Cuando
ya oscurecía, Espartaco había comprendido sin ningún género de duda que la
expedición de castigo estaba formada por reclutas noveles y que el general era
un pretor llamado Cayo Clodio Glaber, el Senado le había ordenado tomar cinco
cohortes en Capua, a su paso por la ciudad, e ir en busca de los rebeldes para
aplastarlos en su agujero del Vesubio.
Al
amanecer, la expedición de castigo ya no existía. Espartaco había enviado
durante la noche a sus grupos, que, descendiendo por las hendiduras, algunos
hasta descolgándose con cuerdas, aniquilaron a las tropas romanas con rapidez y
sigilosamente.
Tan noveles eran los reclutas que se habían quitado la coraza,
dejando apiladas las armas antes de acurrucarse en torno a los fuegos de
campamento que delataban el lugar en que dormían; y tan novel era Cayo Clodio
Glaber que pensó que la orografía era mejor que un campamento como es debido.

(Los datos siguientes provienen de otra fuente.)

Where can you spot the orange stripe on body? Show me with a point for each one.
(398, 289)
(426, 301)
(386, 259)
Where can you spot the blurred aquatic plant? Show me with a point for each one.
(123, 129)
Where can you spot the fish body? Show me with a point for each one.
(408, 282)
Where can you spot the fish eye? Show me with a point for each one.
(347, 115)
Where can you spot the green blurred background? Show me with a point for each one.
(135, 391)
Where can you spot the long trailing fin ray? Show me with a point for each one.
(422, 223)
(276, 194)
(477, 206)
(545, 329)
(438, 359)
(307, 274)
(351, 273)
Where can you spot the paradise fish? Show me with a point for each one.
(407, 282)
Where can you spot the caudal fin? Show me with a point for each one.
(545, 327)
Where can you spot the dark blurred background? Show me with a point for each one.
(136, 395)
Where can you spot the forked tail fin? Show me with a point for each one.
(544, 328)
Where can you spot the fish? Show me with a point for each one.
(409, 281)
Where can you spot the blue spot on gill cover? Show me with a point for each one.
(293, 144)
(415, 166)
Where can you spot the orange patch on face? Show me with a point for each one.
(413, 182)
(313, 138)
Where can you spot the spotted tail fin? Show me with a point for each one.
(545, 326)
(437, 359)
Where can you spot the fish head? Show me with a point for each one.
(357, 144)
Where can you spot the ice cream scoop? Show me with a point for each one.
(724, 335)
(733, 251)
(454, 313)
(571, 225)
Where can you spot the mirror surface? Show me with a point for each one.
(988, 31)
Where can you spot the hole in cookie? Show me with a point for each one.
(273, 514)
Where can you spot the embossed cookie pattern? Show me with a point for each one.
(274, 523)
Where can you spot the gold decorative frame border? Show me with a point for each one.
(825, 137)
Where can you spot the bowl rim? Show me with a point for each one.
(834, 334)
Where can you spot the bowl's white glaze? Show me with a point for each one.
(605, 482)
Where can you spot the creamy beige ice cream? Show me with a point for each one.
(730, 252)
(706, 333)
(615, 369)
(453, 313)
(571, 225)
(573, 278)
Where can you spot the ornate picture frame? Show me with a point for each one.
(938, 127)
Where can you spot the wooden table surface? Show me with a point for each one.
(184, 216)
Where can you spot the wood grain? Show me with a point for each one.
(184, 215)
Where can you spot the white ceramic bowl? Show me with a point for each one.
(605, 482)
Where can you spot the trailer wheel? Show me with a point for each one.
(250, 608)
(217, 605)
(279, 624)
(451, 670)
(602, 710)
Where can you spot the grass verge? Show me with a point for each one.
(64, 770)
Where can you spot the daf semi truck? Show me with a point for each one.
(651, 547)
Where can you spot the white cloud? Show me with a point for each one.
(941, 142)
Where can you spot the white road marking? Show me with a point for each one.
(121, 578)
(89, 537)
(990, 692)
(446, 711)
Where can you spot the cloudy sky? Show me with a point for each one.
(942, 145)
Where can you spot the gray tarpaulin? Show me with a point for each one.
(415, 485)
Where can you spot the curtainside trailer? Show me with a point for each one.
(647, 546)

Ya próximo el amanecer, los primeros que se despertaron comenzaron a percatarse
de lo que sucedía y dieron la alarma. Y comenzó la estampida.
Espartaco
lanzó un ataque masivo a la luz de las antorchas sostenidas por las mujeres.
La
mitad de las tropas de Glaber perecieron y la otra mitad huyó, dejando detrás
corazas y armas.
Con los fugitivos escaparon Glaber y sus tres legados.
Dos
mil ochocientos equipos de infantería fueron a parar al escondrijo de la
hondonada y Espartaco cambió el atavío de gladiador de su ejército en aumento
por el de legionario romano y añadió los carros de Glaber a su convoy de
pertrechos.
Ahora llegaban voluntarios de todas partes, y casi todos
excombatientes. Cuando la lista llegó a cinco mil, Espartaco decidió que la hondonada
del Vesubio no daba para más y se dispuso a trasladar su legión.
Sabía
exactamente a dónde ir.
Y fue
por entonces cuando los pretores Publio Varinio y Lucio Cosinio sacaron dos
legiones de reclutas del campamento de Capua y tomaron por la carretera de
Nola. Cerca de la arrasada villa Batiato, se encontraron con una buena
fortificación al estilo romano.
Varinio, que ostentaba el mando, tenía experiencia
y tampoco le faltaba a su lugarteniente Cosinio. Les había bastado echar un
vistazo a la tropa para darse cuenta horrorizados de lo bisoña que era; apenas
habían hecho instrucción.
Para mayor dificultad de los pretores, hacía un
tiempo frío, húmedo y ventoso y en sus filas hacía estragos una especie de
infección respiratoria virulenta.
Cuando Varinio vio la competente
fortificación junto a la carretera de Nola, en seguida supo que era de los
rebeldes, pero al mismo tiempo se dio cuenta de que sus hombres no podrían
asaltarla.
Lo que hizo fue acampar las dos legiones en las cercanías.
Por
entonces nadie sabía nombres ni datos de los sublevados, salvo que habían
destruido la escuela de gladiadores de Cneo Cornelio Batiato (que en los libros
figuraba como propietario), se habían refugiado en el monte Vesubio y a ellos
se habían unido varios miles de descontentos samnitas, lucanos y esclavos.
Por
el desventurado Glaber se había sabido que ahora tenían en su poder todos los
pertrechos de las cinco cohortes y que había alguien al mando con la suficiente
destreza para aplastar cinco cohortes.
No
obstante, por sus escuadras de exploradores, Varinio y Cosinio supieron que las
fuerzas del campamento rebelde serían unas cinco mil personas, y que parte de
ellas eran mujeres.
Animado, Varinio dispuso a sus legiones en formación de
combate a la mañana siguiente, convencido de que aun con tropas bisoñas y enfermas
contaba con la superioridad numérica. Seguía lloviendo sin parar.
Al
concluir la batalla, Varinio no sabía si achacar la derrota al pavor que la
vista de los rebeldes había infundido a sus hombres o a la enfermedad que había
inducido a muchos legionarios a soltar las armas y renunciar a luchar, clamando
que no podían. El peor golpe fue que Cosinio había perecido al tratar de
contener a un grupo que abandonaba el combate, y que los rebeldes se habían
apoderado de mucho armamento.
Era inútil perseguirlos bajo aquella lluvia hasta
su campamento. Varinio ordenó dar media vuelta a sus mojadas y desmoralizadas
tropas y regresó a Capua, en donde escribió al Senado con toda sinceridad, sin
excusarse, pero sin ahorrar diatribas contra el propio Senado. En Italia, les
dijo, las únicas tropas experimentadas eran las de los rebeldes.